Видеть ее почерк было так трудно, что я чуть не сжег письмо, но любопытство подчас сильнее боли. Писала она карандашом – видимо, потому, что не могла встать с постели.
"Морис, дорогой,– писала она,– я хотела написать вчера, как только ты ушел, но дома мне стало плохо, и Генри всполошился. Я пишу, а не звоню. Я не могу услышать, какой у тебя будет голос, когда я скажу, что не уйду к тебе. Я ведь не уйду, Морис, дорогой, дорогой. Я тебя люблю, но не смогу опять увидеть. Не знаю, как я буду жить в такой тоске и в горе, и молю Бога, чтобы он меня пожалел, забрал отсюда. Морис, я хочу и невинность соблюсти, и капитал приобрести, как все люди. За два дня до того, как ты позвонил, я пошла к священнику и сказала, что я обратилась. Я рассказала ему про тебя и про обет. Я сказала, мы ведь с Генри больше не женаты – я с ним не сплю с тех пор, как мы с тобой, и вообще это не брак, мы же не венчались в церкви. Я спросила, нельзя ли мне стать католичкой и выйти за тебя замуж. Я знала, что ты на это согласишься. Каждый раз, как я спрашивала, я надеялась, будто открываешь ставни в новом доме и ждешь, что пейзаж красивый, а за окном -глухая стена. Он говорил:
«Нет», «нет», «нет», я не могу выйти замуж, я не могу с тобой видеться, если стану католичкой. Я подумала: «Ну их к черту!» – и ушла, и хлопнула дверью, чтобы он знал, как я отношусь к священникам. «Они стоят между нами и Богом,– подумала я,– Бог милостивей их»,– и тут я увидела распятие и подумала: «Конечно, Он-то милостив, только странная это милость, иногда кажется – Он скорее наказывает…» Морис, дорогой,, у меня страшно разболелась голова, я просто мертвая. Ах, если бы я не была такая сильная, как лошадь! Я не хочу без тебя жить, и, конечно, я тебя встречу как-нибудь между твоим домом и моим и плюну на Генри, на Бога, на все. Но что толку? Я верю, что Бог есть,– теперь я верю в кучу разных вещей, я во что хочешь верю, пусть делят Троицу на двенадцать частей, я поверю. Пусть найдут доказательства, что Христа выдумал Пилат, чтобы выслужиться, я все равно верю. Я заболела, подхватила веру, как подхватывают заразу. Вот про любовь говорят – «влюбилась», а про веру? Я никого не любила до тебя и ни во что не верила до сих пор. Когда ты вошел, на лице у тебя была кровь, я и поверила, раз и навсегда, хотя тогда сама о том не знала. Я боролась с верой дольше, чем с любовью, теперь бороться не могу.
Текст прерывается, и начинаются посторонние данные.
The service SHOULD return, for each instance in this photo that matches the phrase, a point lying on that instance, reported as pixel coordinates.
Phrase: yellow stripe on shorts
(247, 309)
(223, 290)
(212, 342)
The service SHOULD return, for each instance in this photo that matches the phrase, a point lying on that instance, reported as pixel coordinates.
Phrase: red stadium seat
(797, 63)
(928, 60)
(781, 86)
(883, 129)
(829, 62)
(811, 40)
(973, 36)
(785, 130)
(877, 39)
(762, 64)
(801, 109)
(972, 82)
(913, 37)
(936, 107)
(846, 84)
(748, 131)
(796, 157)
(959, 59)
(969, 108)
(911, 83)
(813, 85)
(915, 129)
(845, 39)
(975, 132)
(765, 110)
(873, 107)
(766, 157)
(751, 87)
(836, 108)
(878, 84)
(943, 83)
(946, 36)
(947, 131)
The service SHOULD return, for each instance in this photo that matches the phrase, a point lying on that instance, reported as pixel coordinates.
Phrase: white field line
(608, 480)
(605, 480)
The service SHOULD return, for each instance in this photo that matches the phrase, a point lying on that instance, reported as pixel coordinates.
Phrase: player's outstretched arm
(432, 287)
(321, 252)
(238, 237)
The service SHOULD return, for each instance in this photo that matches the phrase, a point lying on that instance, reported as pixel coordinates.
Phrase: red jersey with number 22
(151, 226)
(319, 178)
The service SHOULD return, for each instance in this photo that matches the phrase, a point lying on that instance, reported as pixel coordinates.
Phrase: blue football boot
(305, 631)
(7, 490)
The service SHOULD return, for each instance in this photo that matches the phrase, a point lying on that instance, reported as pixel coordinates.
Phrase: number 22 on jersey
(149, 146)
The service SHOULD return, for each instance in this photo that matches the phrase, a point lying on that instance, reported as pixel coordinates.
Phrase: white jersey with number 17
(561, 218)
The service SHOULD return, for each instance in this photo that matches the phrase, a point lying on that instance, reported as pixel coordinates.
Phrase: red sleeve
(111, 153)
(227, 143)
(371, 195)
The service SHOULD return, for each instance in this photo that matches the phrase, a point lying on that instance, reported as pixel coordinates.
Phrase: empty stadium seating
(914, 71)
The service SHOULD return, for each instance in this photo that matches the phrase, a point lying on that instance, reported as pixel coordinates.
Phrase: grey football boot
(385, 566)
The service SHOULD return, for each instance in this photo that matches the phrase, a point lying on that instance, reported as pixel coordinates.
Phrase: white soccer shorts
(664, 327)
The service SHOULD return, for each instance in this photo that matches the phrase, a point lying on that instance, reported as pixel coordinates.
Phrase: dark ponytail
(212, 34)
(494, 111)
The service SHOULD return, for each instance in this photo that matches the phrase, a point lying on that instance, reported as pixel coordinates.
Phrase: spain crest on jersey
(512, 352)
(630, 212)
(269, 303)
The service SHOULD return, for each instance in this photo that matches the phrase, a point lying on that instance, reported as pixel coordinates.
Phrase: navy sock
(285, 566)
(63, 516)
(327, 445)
Морис, дорогой, не сердись. Пожалей меня, только не сердись. Я ломака, я врунья, но тут я не ломаюсь и не обманываю.
Раньше я думала, что я знаю себя, различаю добро и зло, а ты научил меня не быть такой уверенной. Ты забрал всю мою ложь, весь самообман, чтобы они не мешали подойти ко мне, вот Он и пришел, ты же сам расчистил дорогу. Когда ты пишешь, ты стараешься писать правду, и меня научил искать ее. Ты говорил мне, если я лгала. Ты спрашивал: «Ты в самом деле так думаешь или тебе это кажется?» Вот видишь, это все ты, Морис, ты и виноват. Я молю Бога, чтобы Он не оставил меня жить так, как сейчас".
Больше ничего не было. Видно, на ее молитвы отвечали раньше, чем она помолится, ведь она стала умирать, когда вышла в дождь, а потом застала меня с Генри. Если бы я писал роман, я бы его здесь кончил – я всегда думал, что роман можно кончать где угодно, но теперь мне кажется, что я никаким реалистом не был, ведь в жизни ничто не кончается. Химики говорят, что материя не исчезает, математики – что если делить шаги надвое, мы не дойдем до другой стены; каким же я был бы оптимистом, если бы решил, что роман тут и кончится! Сара жалела, что она сильная, как лошадь,– вот и я тоже.
На похороны я опоздал. Я поехал в город, чтобы повидаться с неким Уотербери, который думал написать обо мне статью для небольшого журнала. Я все прикидывал, встречаться с ним или нет – я и так знал, какие пышные фразы он напишет, какой откроет подтекст, неведомый мне самому, какие ошибки, от которых я сам устал. Под конец он снисходительно отведет мне место – ну, чуть повыше Моэма, ведь Моэм популярен, а я еще до этого не унизился.
Почему я, собственно, прикидывал? Я не хотел встречаться с ним и уж точно не хотел, чтоб обо мне писали. Дело в том, что я больше не интересуюсь своим делом и никто не может угодить мне хвалой, повредить хулой. Когда я начинал тот роман про чиновника – интересовался, когда Сара меня бросила, понял, что работа моя – чепуховый наркотик, вроде сигареты, который помогает влачить дни и годы. Если смерть уничтожит нас (я еще стараюсь в это верить), велика ли разница, оставили мы несколько книг или флакончики, платья, безделушки? Если же права Сара, как не важно все это важное искусство! Наверное, я гадал – идти или нет – просто от одиночества. Мне нечего было делать до похорон, я хотел выпить – можно забыть о работе, но не об условностях, нельзя же сорваться на людях.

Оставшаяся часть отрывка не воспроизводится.